Marcel’in deneyimleri doğrudan savaş zamanına aittir. Tutsaklar, böylesi zamanlarda içsel ve dışsal bir yargılama içindedirler. Marcel’e göre her iki koşulda da özgür olmak mümkün değildir. Çünkü benimle ilgili bir durum söz konusu değildir. İçim bile, dıştan gelen etkilerin altındadır. Sahici bir iç ve sahici bir dış dünya için ortadan kaldırılması gereken şeyler vardır; ilki yargılanma ve yabancılaşma sonucu kaybettiğim bütünlüğümü kazanmam gereklidir, bu, eğer yoksa bile bana, bu ilkesel olarak söylenmelidir, nedeni, benim de herkes kadar yaşama hakkım vardır, ilkesidir. Böylece ben, beni, ne tutsak etmişse, onlara karşı hareket hakkını kendimde bulurum, yüzleşir ya da üstesinden gelirim; yani ben seyirci değilimdir, dahil olan, olacak olan kişiyim, olmam gerekenim: Yoksa felaket dedikleri şey başlar; felaket, benim yazgıma, başkasının yargısının karışmasıdır. Yoksa benim teslim olmam, boyun eğmem, umudun elimden alınması değildir, adaletin de ancak boyun eğdirerek ayakta kalması, başkasının yazgısını kendi yazgım haline gelmesi olur ki, burada yasa değil, keyfilik işler… Tut ki teslim oldum, bu yargının güçlü olduğu anlamına gelmez; bu, hükmü mecburen kabul etmemdir, içimde ve herkesin içinde, vicdanında ise asıl mahkum olan, bana bunu reva görendir. Sağlığa benzemesi de bundandır; hiçbir doktor, hastanın kim olduğuna bakamaz, yarasına bakar. Benim yarama bakılmamıştır.
IV
Öcalan, Türkiye yasalarına göre artık nasıl bir kılıf uyduruluyorsa, sağlık ve tutukluluk bağlamında umut hakkı elinden alınmıştır ve bu o kadar abartılmıştır ki hakkında pek çok spekülasyon yapılmaktadır. Şu deniliyor: Devlet görüşüyor. Devlet görüşüyorsa bu avukatları ve ailesiyle paylaşmalıdır, sağlık durumu hakkında da aile ve avukatları bilgilendirilmelidir. Diğer bir görüş, aile görüşü olmaz! Nedeni: Öcalan, bir aileye indirgenemez. Öcalan’ın bir yeğeni milletvekilidir ve onunla görüşmek, hem siyasi hem de aile için bir rahatlama nedeni olabilir. Bütün bunlar spekülasyondur ve yansıyan gerçek şudur: Öcalan, üç yılı aşkındır ne yakınları ne avukatlarıyla görüşebiliyor, ayrıca, okuma yazması, yazdıklarının dışarı çıkması da yasaklanıyor.
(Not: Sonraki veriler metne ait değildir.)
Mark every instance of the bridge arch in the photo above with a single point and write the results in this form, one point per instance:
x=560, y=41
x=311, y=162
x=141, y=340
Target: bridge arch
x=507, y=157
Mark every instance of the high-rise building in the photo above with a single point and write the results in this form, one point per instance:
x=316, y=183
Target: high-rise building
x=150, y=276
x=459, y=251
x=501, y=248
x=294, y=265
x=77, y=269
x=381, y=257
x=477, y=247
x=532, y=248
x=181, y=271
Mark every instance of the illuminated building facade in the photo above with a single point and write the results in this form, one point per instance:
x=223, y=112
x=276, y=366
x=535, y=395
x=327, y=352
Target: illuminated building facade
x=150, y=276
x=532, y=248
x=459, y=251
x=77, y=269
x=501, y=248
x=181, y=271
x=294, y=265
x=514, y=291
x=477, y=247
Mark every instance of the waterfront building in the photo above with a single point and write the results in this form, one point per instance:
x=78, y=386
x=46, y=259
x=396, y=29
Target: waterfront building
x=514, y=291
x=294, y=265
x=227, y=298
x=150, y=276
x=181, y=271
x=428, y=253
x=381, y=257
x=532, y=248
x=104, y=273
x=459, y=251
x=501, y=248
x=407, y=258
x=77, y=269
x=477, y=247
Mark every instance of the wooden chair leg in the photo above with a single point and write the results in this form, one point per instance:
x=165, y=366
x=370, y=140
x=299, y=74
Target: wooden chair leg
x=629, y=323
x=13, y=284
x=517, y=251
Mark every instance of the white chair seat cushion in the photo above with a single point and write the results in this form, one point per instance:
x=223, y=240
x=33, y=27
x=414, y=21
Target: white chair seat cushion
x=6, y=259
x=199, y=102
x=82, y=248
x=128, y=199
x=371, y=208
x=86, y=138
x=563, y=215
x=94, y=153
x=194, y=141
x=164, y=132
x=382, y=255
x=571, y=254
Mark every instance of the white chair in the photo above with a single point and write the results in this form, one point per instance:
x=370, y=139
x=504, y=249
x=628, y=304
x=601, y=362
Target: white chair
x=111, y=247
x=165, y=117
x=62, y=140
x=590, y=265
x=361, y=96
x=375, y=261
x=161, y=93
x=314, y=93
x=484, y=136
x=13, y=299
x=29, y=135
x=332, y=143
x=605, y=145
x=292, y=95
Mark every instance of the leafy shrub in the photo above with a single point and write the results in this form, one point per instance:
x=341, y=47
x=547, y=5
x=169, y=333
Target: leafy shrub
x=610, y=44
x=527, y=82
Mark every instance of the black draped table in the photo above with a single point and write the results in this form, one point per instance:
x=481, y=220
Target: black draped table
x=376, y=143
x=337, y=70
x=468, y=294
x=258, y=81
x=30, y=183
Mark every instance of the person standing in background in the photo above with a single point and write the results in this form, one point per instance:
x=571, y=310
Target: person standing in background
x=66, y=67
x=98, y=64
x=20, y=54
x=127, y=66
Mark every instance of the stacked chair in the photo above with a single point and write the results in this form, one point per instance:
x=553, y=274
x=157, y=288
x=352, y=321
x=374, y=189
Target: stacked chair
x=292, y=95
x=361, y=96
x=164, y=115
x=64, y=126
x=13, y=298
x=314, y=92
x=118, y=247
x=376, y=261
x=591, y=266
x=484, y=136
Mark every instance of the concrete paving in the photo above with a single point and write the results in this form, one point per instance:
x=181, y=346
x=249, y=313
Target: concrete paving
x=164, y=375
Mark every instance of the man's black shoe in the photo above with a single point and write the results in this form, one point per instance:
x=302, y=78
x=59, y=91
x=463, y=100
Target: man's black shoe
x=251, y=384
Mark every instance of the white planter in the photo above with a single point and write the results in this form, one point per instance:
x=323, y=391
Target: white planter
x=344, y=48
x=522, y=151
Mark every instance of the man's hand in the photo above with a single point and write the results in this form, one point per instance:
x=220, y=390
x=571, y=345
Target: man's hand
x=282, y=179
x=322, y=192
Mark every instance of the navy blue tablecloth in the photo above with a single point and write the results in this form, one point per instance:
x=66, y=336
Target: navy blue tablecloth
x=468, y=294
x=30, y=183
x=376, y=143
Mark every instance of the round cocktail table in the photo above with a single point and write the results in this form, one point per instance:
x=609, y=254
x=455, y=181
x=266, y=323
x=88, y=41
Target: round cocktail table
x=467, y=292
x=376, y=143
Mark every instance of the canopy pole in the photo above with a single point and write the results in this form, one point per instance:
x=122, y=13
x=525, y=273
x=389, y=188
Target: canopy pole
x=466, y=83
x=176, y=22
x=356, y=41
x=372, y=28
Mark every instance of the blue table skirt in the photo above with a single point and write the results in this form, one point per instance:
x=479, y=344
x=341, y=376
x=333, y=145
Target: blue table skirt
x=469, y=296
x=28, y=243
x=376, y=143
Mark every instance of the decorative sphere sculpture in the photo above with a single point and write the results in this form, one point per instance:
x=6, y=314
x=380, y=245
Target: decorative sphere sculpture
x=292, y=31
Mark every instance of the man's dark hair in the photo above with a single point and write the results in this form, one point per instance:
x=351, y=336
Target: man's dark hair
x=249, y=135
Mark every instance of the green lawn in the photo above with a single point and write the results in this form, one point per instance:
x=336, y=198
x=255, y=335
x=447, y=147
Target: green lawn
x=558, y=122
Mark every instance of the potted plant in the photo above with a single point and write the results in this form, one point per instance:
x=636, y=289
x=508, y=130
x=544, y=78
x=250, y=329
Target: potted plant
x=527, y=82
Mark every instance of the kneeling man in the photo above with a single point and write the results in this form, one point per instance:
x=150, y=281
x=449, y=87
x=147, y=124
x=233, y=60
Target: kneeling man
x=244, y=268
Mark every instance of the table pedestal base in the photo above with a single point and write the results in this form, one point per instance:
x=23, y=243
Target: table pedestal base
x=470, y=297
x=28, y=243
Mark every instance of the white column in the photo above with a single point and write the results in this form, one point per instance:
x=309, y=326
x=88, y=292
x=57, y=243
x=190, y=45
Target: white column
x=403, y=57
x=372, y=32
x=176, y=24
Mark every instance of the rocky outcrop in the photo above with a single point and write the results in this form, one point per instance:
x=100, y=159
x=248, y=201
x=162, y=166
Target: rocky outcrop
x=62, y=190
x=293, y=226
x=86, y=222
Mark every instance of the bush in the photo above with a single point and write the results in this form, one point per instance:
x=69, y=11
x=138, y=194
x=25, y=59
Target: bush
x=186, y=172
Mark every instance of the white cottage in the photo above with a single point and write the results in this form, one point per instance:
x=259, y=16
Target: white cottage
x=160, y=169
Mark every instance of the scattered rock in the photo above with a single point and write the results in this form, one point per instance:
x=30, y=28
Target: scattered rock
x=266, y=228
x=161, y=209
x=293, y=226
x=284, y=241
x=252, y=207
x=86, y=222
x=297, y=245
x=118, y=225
En önemli olan da bir kişi olarak, insan haklarına göre, Öcalan’ın umut hakkı da elinden alınıyor. Türkiye’de idam cezası kalktı, yerine müebbet geldi; bu kişinin ölünceye kadar cezaevinde olması anlamına mı geliyor? Hiçbir zaman tahliye olmamak fikriyle bir suç ve bir suçlunun adalette karşılığı nedir?
Eskiden müebbetten amaç, suç işleyen bireyin özgürlüğünün ömür boyu elinden alınmasıdır ve kişiden de buna katlanması istenirdi. Ama şimdi, Almanya üzerinden bütün dünyada kabul edilen bir şey vardır, bu da umut hakkıdır. Basitçe, tutuklunun özgürlüğe dair umudu vardır ve yasal olarak bu hak ona verilmiştir; şöyle bir şartta konulmuştur, kişi, iyileşme kaydettiğinde tahliye olabilir. Öcalan’la ilgili umut hakkı belirsizliğini korurken, iyileşmeyle ilgili de bir bilgi söz konusu değildir. Mevcut durumda ağırlaştırılmış müebbet almış mahkumlar otuz, müebbet almış mahkumlar ise yirmi dört yıl hapis yatar. Cezanın üçte ikisinin indirimi ise hukuki olarak yine bir boşluk doğurmaktadır.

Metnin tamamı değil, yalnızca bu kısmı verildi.